By Posted in Data Integration May 2, 2019

Data that’s in flight is perceived to be more challenging to work with than “landed” data sitting quietly in some storage platform. With the high volume, and variety of data constantly streaming in from IoT sensors, you need a holistic DataOps approach that goes beyond traditional, stationary transactional data. The StreamSets DataOps platform provides an end-to-end event stream processing system for streaming IoT data that turns raw data into useful information in real-time. A couple of benefits when using StreamSets to analyze IoT data are:

  • Allow IoT data to be managed and analyzed in real-time.

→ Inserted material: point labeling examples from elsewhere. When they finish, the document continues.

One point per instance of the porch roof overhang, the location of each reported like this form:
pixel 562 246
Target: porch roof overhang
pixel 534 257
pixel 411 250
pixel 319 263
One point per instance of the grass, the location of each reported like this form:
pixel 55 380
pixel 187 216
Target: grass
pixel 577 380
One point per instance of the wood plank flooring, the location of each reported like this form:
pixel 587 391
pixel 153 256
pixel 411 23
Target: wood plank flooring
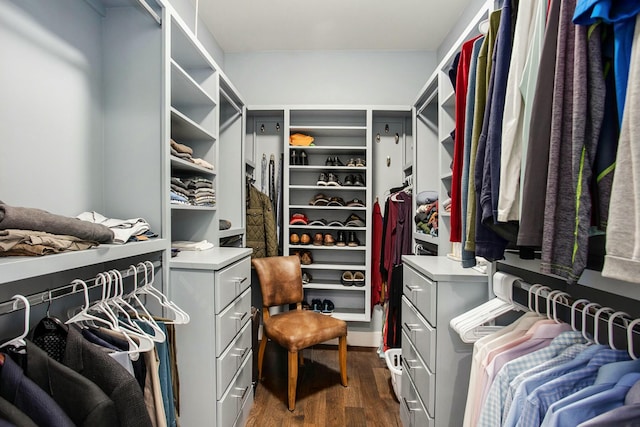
pixel 321 401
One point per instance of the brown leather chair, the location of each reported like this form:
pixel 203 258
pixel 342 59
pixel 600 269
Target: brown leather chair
pixel 281 284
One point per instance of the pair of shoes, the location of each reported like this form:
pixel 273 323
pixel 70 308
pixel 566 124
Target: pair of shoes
pixel 327 307
pixel 316 305
pixel 353 239
pixel 294 239
pixel 298 159
pixel 352 279
pixel 333 161
pixel 305 257
pixel 355 180
pixel 358 162
pixel 306 277
pixel 329 179
pixel 328 240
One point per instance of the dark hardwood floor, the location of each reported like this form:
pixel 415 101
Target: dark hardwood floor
pixel 321 400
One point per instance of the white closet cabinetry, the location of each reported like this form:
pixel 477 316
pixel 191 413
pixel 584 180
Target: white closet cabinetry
pixel 343 133
pixel 435 362
pixel 215 348
pixel 193 122
pixel 82 113
pixel 435 121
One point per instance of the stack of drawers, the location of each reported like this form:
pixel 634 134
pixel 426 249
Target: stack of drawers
pixel 435 362
pixel 215 348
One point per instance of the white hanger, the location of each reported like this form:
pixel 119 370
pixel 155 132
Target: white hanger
pixel 596 322
pixel 475 323
pixel 19 340
pixel 632 353
pixel 110 322
pixel 610 324
pixel 585 309
pixel 123 305
pixel 573 310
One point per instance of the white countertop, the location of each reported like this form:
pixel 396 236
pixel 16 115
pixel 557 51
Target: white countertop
pixel 211 259
pixel 442 268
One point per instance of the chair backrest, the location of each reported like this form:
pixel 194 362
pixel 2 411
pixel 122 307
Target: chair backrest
pixel 280 279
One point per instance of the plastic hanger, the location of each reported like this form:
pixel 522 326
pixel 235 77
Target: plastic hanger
pixel 596 322
pixel 610 326
pixel 123 306
pixel 109 322
pixel 159 335
pixel 181 317
pixel 19 340
pixel 632 353
pixel 585 309
pixel 573 310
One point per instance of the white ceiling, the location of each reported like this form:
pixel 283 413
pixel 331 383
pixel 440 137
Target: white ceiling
pixel 270 25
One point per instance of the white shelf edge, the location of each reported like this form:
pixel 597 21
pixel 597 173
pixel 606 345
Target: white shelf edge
pixel 186 165
pixel 19 268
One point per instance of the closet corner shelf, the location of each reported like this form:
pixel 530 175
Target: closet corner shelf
pixel 185 90
pixel 231 232
pixel 319 131
pixel 449 100
pixel 331 149
pixel 184 165
pixel 341 208
pixel 333 247
pixel 182 127
pixel 18 268
pixel 423 237
pixel 334 286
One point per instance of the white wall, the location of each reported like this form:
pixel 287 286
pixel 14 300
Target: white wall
pixel 330 77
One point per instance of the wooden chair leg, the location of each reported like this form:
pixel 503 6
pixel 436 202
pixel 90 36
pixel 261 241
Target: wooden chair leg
pixel 263 346
pixel 293 379
pixel 342 354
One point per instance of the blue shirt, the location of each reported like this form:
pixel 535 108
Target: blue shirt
pixel 542 397
pixel 592 406
pixel 620 13
pixel 608 376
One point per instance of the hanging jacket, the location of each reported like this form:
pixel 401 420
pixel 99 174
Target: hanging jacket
pixel 261 224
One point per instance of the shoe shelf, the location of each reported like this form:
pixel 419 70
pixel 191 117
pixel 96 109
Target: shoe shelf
pixel 340 141
pixel 332 247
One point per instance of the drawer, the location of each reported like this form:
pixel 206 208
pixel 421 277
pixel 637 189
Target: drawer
pixel 231 320
pixel 233 400
pixel 231 282
pixel 421 292
pixel 423 379
pixel 422 335
pixel 412 411
pixel 230 361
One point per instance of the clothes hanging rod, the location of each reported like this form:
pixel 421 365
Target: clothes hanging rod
pixel 65 290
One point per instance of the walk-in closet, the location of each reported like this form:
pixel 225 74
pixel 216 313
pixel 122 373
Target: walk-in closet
pixel 221 213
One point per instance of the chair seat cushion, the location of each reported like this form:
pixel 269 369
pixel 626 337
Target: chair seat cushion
pixel 298 329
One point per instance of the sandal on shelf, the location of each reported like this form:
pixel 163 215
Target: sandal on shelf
pixel 358 278
pixel 347 278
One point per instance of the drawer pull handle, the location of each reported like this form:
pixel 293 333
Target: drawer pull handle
pixel 411 327
pixel 409 408
pixel 243 352
pixel 244 391
pixel 238 317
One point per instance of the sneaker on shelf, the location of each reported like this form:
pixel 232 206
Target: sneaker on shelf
pixel 327 307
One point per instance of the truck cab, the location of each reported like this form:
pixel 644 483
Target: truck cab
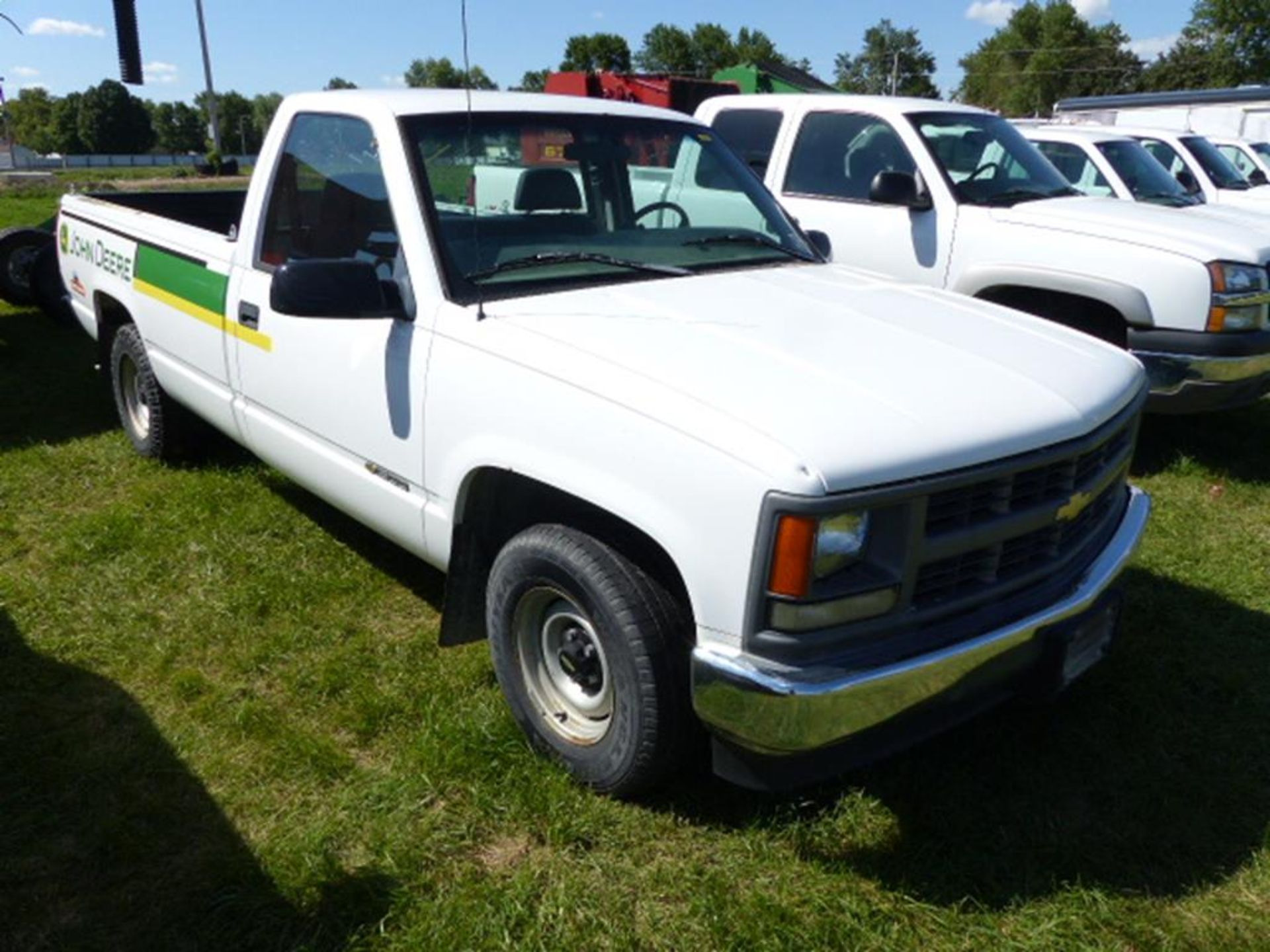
pixel 954 197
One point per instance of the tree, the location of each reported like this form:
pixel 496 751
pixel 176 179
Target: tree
pixel 1046 54
pixel 66 125
pixel 235 118
pixel 706 50
pixel 443 74
pixel 596 52
pixel 667 50
pixel 1226 44
pixel 113 122
pixel 265 107
pixel 534 81
pixel 30 118
pixel 890 58
pixel 178 127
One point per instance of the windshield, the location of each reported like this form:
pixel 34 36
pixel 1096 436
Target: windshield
pixel 1146 178
pixel 1217 165
pixel 531 202
pixel 987 160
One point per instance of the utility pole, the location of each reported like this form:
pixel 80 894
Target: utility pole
pixel 214 127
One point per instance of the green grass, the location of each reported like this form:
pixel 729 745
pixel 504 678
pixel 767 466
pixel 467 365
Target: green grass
pixel 225 724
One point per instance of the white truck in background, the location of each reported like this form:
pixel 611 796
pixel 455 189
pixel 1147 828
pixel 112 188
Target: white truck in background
pixel 954 197
pixel 673 463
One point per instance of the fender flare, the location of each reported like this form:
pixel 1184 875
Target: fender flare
pixel 1126 299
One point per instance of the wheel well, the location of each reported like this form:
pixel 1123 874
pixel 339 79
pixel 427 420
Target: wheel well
pixel 111 315
pixel 1085 314
pixel 494 507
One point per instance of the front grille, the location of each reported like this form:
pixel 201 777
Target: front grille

As large amounts of data rapidly stream into StreamSets it cleanses, normalizes, and aggregates data immediately.
  • Filter data in real-time by performing analysis to determine whether a specific event is relevant. For example, if the temperature of a sensor is constant, we may not want to store the same data again. If the temperature varies, then this becomes relevant and gets propagated for further action.
  • Automatically identify and alert on changes in upcoming data streams, whether it’s their structure, semantic values or driven by infrastructure changes.
  • Deliver additional value by analyzing IoT data in multiple phases with a microservice architecture.

Pipeline to analyze sensor readings

Consider a use case where sensor readings are generated and sent over Azure IoT Hub from a device. In StreamSets…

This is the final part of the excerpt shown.